Similarly, the PCA of Rao values identified two main components that accounted for 63.19% of the total variance (Fig. S1B). The first component, explaining 32.61% of the variance, was related to the diversity of plant structure traits (hereafter Rao-plant structure traits), incorporating the Rao values of vegetative height and leaf lateral spread. A high value of the Rao-plant structure traits indicates that the plant communities exhibit substantial variance in vegetative height and leaf lateral spread. The second component, accounting for 30.50% of the variance, was associated with the diversity of plant nutrient traits (hereafter Rao-plant nutrient traits), including the Rao values of leaf N, P, and Na concentrations. A high value of the Rao-plant nutrient trait suggests that these communities display significant variance in leaf N, P, and Na concentrations.

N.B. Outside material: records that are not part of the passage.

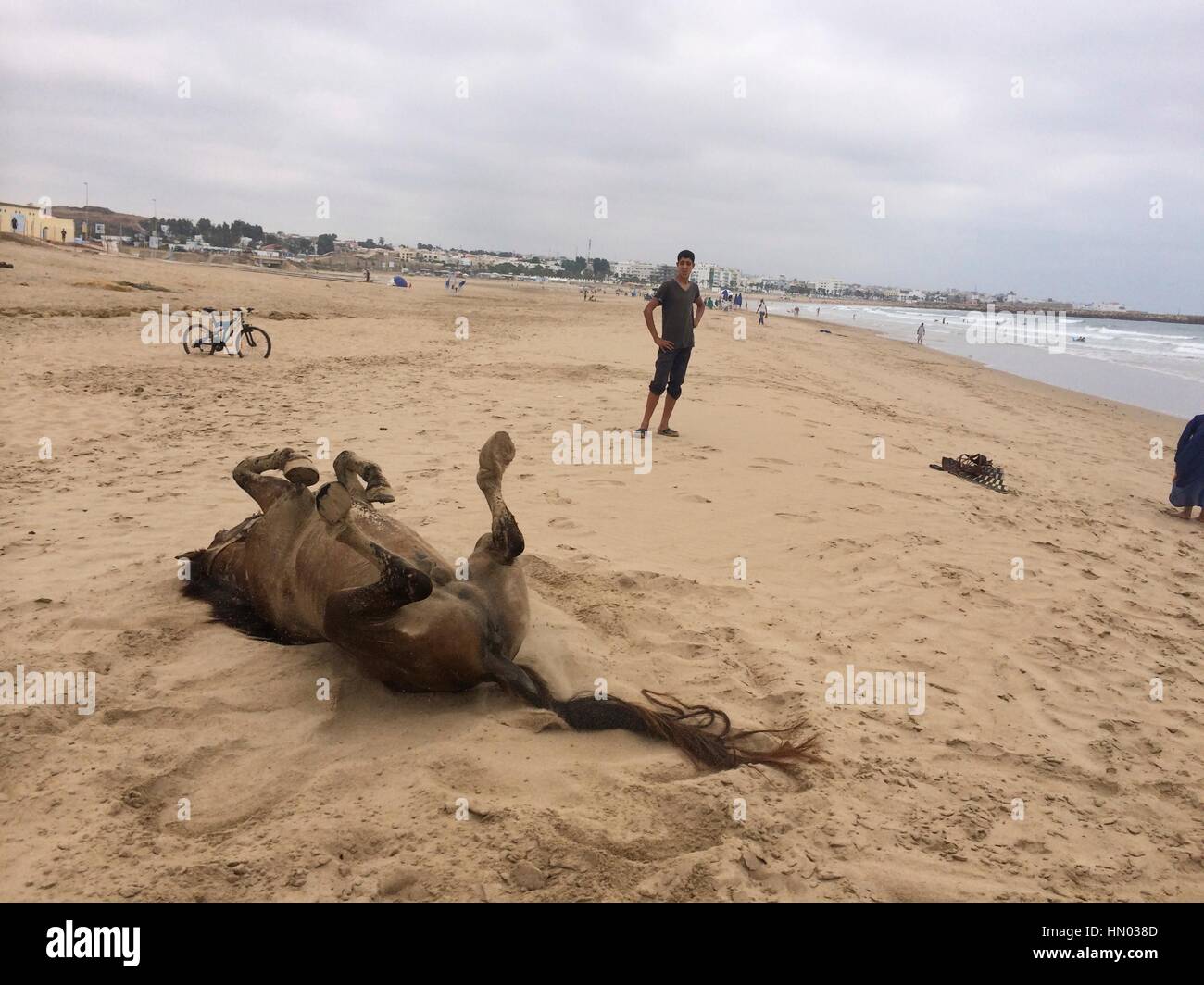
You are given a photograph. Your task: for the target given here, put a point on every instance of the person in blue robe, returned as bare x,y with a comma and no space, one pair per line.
1187,487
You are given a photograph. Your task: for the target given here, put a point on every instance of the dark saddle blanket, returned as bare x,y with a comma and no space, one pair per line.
975,468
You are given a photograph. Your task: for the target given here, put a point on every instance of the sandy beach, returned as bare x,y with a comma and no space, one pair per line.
1038,688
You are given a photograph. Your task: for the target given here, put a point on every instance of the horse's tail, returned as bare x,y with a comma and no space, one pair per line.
702,732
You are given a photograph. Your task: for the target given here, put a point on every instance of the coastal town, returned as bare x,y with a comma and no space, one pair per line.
242,243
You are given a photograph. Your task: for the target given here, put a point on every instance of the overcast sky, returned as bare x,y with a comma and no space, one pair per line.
1047,194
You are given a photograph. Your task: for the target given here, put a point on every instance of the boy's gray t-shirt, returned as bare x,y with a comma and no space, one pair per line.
677,312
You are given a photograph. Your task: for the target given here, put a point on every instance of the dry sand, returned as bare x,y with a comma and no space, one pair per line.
1038,689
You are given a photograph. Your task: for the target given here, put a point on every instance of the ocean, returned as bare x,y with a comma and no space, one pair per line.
1148,364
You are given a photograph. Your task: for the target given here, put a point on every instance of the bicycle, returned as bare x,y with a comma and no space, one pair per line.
217,335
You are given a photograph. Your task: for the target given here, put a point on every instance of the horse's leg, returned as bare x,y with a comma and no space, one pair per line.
398,584
350,468
504,542
264,489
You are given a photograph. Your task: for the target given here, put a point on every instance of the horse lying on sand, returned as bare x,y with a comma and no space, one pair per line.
330,566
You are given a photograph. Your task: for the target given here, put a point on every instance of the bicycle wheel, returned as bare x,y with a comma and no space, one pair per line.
196,339
256,343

4. Arthropod sampling and identification
This study did not require ethical approval for arthropods sampling. Arthropods were collected from experimental plots using sweep net sampling (Ø32.0 cm) during the growing season (mid-August 2018). In each plot, arthropods were sampled with 50 sweeps using a muslin net between 10 am and 4 pm on rain-free days. The sweeping technique involved 180° arcs through the vegetation canopy, quickly reversing direction at the end of each arc (Doxon et al., 2011). The contents of the net were collected and stored in bottles containing ethyl acetate for later sorting. In the laboratory, arthropods were manually sorted into different orders and identified to the genus and species level using optical microscopy. Unidentified specimens were preserved in 75% ethanol and sent to taxonomists for morphospecies identification. In this study, we categorized all arthropods into distinct morphospecies. However, we opted to utilize species richness as our primary biodiversity metric instead of relying on higher taxonomic richness because species richness provides a more consistent and broadly applicable measure of biodiversity across various context. Based on observations and literature (Carmona et al., 2011), each morphospecies was classified into one of two trophic categories (herbivores and natural enemies; Table S3) and assigned to one of three feeding guilds (Carmona et al., 2011, Lu et al., 2022, Pratt et al., 2017). Herbivorous guilds included (1) sucking/piercing herbivores, (2) chewing herbivores, and (3) boring/mining herbivores , while enemy guilds comprised (1) parasitoids, (2) predators, and (3) spiders (Lu et al., 2022).